Филипп подошел к жене.
– Китайцы… Они знают, как жить… Тремя рисинками питаются, скоро весь мир завоюют… А я тебя китайцам не отдам… Какая ты у меня… – Он одной рукой сгреб ее лицо, другой смял грудь. – Единственная…
– Филиппушка…
Марьяна прислонилась к мужу. Вот оно, ее счастье. Ее половина, ее судьба. Ни у кого такого нет. А у нее – есть. Так поздно она его встретила, так долго ждала. И ничего ей не надо, ни богатства, ничего. Кто не был на ее месте, тот не понимает, какое это счастье – быть женой такого человека. Такого мужчины, невероятного, сильного, неординарного… Близость с ним – это каждый раз как рождение заново. И говорит как… Можно только его слушать, никого больше – он знает вообще все. Никто даже близко не приближается к ее Филиппу, ни у кого нет такого безграничного интеллекта. Служить ему – радость. Жить с ним – бесконечное счастье. У гениев простых характеров не бывает. Быть женой гения – это тяжелый крест, усыпанный алмазами. И пусть никто этого не понимает. Как они могут понять? Филипп же – ее, ничей больше. Кругом столько одиноких женщин, которым надо беспокоиться о себе, все самим решать. Сотни тысяч одиноких… А она – с Филиппом, мощным, красивым до слез, ненасытным, молодым.
– Батя… – полуживой Митя выбрался из ванной и еле дошел до дивана. – Мне плохо…
– Это что еще за штуки? Поганец какой! – Филипп неторопливо подошел к сыну и одним рывком сдернул его с дивана, на секунду приподняв над полом. – Ты что устраиваешь?
– Мне как-то… плохо…
– А мне – хорошо? Мне – хорошо?! – Филипп заорал так, что сверху постучала по батарее соседка и в ответ прокричала:
– Тебе – сдохнуть пора, так ты меня достал! Участкового сейчас на тебя вызову, урод! Орать по ночам!
Филипп взглянул на часы.
– Так, без двадцати одиннадцать. Иди играй. Еще двадцать минут имеешь право. А как ты думал? Через тернии к звездам, сына.
– Я… не могу… батя… меня тошнит…
– А меня, знаешь, как тошнит от тебя, ошметок ты загаженный!
Марьяна проговорила:
– Мальчики, вы не ссорьтесь, пожалуйста. Я вас люблю. Тебе получше, сынок? Я чайку тебе сделаю…
И ушла на кухню, плотно прикрыв за собой дверь.
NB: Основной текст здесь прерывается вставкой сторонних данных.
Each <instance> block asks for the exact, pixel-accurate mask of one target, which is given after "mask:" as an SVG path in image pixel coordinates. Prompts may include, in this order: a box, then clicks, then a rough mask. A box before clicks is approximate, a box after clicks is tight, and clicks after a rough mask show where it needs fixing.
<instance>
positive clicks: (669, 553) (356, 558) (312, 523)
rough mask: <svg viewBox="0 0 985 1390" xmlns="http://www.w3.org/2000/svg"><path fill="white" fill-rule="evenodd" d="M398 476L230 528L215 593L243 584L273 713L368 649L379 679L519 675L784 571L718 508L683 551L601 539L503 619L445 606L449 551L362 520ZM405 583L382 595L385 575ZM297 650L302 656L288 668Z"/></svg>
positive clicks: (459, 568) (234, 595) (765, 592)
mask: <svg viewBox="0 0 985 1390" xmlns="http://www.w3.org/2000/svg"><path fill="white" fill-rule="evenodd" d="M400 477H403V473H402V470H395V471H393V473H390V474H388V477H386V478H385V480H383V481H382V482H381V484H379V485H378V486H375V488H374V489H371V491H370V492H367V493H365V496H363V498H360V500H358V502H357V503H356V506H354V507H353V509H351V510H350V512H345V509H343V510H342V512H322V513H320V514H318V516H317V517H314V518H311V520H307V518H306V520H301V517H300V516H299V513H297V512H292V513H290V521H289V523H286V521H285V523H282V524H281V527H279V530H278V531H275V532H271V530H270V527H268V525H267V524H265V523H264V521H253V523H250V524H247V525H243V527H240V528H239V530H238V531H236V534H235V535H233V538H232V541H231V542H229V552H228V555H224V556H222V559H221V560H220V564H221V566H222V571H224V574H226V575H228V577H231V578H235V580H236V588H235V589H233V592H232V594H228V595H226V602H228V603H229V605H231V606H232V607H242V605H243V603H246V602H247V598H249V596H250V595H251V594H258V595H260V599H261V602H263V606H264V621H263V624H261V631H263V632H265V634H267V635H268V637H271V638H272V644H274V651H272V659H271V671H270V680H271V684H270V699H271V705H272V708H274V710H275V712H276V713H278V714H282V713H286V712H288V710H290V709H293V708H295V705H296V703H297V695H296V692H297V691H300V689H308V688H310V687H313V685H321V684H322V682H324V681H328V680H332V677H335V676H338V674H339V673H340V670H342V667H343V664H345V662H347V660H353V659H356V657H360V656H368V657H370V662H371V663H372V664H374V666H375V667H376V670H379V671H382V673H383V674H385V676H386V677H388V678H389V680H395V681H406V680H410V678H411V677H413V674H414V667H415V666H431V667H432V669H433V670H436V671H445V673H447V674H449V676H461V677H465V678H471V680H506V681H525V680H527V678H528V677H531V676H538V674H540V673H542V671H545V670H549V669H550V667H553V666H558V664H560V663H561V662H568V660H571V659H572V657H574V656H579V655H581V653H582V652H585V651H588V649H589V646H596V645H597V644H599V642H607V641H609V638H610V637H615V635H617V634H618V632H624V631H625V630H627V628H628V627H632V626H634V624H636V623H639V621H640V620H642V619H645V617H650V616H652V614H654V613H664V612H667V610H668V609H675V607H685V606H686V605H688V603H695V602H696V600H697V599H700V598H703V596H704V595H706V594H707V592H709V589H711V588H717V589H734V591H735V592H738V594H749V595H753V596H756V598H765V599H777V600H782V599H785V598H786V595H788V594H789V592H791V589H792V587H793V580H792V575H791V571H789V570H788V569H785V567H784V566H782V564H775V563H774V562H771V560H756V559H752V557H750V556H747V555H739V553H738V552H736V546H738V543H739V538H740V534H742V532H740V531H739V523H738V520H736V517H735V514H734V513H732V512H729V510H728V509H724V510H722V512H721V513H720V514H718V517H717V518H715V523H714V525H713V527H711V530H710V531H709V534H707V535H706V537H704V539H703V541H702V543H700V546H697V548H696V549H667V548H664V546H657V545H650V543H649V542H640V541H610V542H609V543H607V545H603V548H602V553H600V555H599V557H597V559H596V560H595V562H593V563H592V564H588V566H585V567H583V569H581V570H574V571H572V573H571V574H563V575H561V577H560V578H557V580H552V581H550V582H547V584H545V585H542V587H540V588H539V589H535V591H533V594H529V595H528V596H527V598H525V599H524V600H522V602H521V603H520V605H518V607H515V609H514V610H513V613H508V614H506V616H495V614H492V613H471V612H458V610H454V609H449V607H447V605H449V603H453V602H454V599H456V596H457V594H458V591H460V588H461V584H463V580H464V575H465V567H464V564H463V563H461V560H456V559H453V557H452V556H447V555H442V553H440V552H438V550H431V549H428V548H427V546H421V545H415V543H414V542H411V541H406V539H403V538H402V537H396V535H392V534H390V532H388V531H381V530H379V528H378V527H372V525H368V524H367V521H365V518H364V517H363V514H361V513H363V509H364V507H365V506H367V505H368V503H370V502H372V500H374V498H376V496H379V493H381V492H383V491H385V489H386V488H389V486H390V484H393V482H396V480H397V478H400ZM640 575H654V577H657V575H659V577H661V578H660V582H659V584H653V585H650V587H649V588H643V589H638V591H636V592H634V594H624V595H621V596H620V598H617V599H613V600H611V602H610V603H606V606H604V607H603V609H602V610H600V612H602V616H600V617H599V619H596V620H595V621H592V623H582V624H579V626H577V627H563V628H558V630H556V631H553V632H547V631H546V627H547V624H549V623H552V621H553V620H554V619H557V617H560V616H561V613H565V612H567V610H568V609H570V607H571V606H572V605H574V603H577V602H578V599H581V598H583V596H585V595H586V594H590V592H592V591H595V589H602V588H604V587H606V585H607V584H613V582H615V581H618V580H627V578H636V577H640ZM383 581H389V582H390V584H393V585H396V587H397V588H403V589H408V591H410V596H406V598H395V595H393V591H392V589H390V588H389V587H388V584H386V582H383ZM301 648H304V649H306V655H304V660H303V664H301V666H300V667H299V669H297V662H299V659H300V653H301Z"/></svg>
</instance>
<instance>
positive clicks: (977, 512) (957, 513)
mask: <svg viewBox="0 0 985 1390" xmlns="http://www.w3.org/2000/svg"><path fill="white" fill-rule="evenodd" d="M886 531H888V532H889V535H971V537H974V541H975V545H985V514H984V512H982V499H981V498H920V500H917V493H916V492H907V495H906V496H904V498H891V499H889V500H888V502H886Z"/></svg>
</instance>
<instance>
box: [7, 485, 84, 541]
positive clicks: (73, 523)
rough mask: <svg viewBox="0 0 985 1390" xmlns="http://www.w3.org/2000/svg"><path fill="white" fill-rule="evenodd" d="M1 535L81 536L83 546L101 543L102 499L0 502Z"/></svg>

– Давай, давай! – крикнул Филипп, надуваясь и багровея. – Давай! Прячься! Кастрюльками греми там! Всё на меня бросай! Говняшку эту я сам, я один должен воспитывать! Всё – я! – Он изо всех сил стукнул кухонную дверь ногой, так, что задрожало стекло в двери. – Вставай! – Он рванул Митю за рубашку. – До инфаркта хочешь меня довести? Вставай, иди играй! Куча дерьма, ты – просто куча дерьма! Ты понимаешь, кто – ты? Сухая говняшка ты, вот ты кто! Я тебе варил настойку, цедил, студил, а ты – что? Все обратно сдал? Сам будешь сейчас варить и снова пить, пока все не выпьешь! Что ты молчишь? Что ты на меня смотришь?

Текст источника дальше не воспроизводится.